Instalada en las galerías que dan al Jardín Botánico, donde habitualmente está colgada la obra de Goya y la pintura del siglo XVIII, la exposición sigue un itinerario cronológico y se divide en las etapas más o menos previsibles. Los inicios. "España antes de España", es decir, los temas españoles pintados por Manet antes de su visita a nuestro país (donde destacan Victorine Meurent en traje de espada o El torero muerto). En un aparte excepcional, se han colgado dos versiones del Fusilamiento del Emperador Maximiliano junto a los fusilamientos de Goya (Malraux decía del Maximiliano de Manet: "es el Tres de Mayo de Goya, menos su significado"). Más tarde, la atención a la vida parisiense, con la espléndida Música en las Tullerías. La obra de Manet se ha dispuesto ignorando la diferencia entre pinturas, dibujos y estampas, puesto que una característica de la modernidad manetiana es la nivelación de los diversos medios artísticos.
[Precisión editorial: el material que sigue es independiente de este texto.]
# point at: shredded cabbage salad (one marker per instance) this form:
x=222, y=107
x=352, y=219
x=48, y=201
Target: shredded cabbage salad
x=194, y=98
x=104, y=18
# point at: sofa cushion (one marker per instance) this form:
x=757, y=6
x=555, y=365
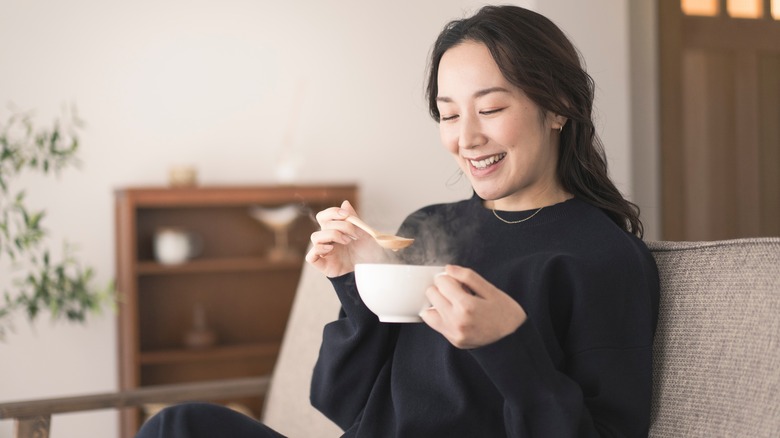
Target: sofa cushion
x=717, y=347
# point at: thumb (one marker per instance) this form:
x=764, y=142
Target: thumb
x=348, y=207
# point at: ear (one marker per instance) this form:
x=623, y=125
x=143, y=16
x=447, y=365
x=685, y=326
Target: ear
x=556, y=121
x=559, y=122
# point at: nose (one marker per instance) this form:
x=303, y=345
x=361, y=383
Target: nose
x=470, y=135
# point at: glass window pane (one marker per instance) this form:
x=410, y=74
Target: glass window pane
x=745, y=8
x=700, y=7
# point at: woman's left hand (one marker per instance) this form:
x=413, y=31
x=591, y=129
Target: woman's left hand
x=470, y=320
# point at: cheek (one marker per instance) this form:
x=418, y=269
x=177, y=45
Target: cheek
x=448, y=139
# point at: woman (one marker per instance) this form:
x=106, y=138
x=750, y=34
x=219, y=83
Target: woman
x=543, y=325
Aunque no se pueda reducir, como digo, la obra de Manet a su relación con los impresionistas, quizá este último momento de su carrera sea el más seductor, el más brillante para nosotros. Con obras maestras como El ferrocarril, un cuadro que desconcertó a la crítica de la época, o En el invernadero, donde Manet parece desdecirse de la disolución impresionista con una precisión fría y fascinante. Y sobre todo, El Bar del Folies Bergère, juego de espejos que debe tanto a Las Meninas, cuya camarera, armada para seducir a nuestros cinco sentidos, con todos los colores, aromas, sabores y texturas, se nos ofrece como la propia pintura de Manet, como una bella esfinge, sin perder nada de su distancia enigmática, inaccesible.